By: Paul S. Cilwa Viewed: 4/15/2024
Occurred: 10/10/1953
Page Views: 977
Topics: #Autobiography #Louise
I get another sister.
Milestone:Birth
Who:Louise Alfreda Cilwa
Date and time:October 10, 1953
Father:Walter Sigimund Cilwa
Mother:Edna Mae (Brown) Cilwa
Age:70 years

Well, you know how it is. The first kid (me) gets all the baby photos: first picture, first bottle, first bath, etc. The second baby gets a few, when the parents think about it. The third? She's lucky her parents hung on to her birth certificate.

It's certainly not a reflection on how much the third baby is loved. What happens is that the first two babies, now toddlers, are so busy getting into mischief that the parents don't dare take the time to locate the camera.

And yes, oh yes, that was another issue. In the 1950s there were no cellphones or pocket-sized cameras. (Okay, technically there were pocket cameras; they used 16mm film, took blurry photos, and only spies and detectives owned them.) So if you spotted your kid doing something cute, by the time you got to the closet, found the yellow Kodak box, pulled it out, found a flashbulb, got it into the camera and returned to your kid—the moment had passed.

All the above is to explain why I have no infant pictures of my second sibling, Louise.

In fact, I don't even have a specific memory of her being born, or coming home. I do remember, however, the building that went on prior to her arrival.

As mentioned previously, we lived in a house in Garfield, New Jersey, that had been formed from my dad's defunct factory. I had a room of my own; my parents also had a room and my sister, Mary Joan, slept in that room in her bassinet. Beyond that room was a door, but there was nothing but old factory stuff beyond it.

However, one day my dad brought my half-brother, Walter (called Billy by my dad) home and the two of them went into the dark space beyond my parents' bedroom.
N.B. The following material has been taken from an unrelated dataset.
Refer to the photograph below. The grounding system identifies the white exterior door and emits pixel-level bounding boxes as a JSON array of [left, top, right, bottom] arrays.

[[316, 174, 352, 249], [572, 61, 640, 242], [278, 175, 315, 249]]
I wasn't allowed back there, but days went by and suddenly I was allowed…and it was no longer a dark, scary place; it had been turned into a large room, which I was told would be my sisters' bedroom and also a playroom for all of us.

Since "sister's" and "sisters" are homonyms, and also because I was two years old, I didn't realize that this meant I was going to have more than the one sister I already had.

But the next thing I knew, Mary Joan was staying in there while the new baby moved into the bassinet; and before long, into her own twin bed in the new, giant playroom.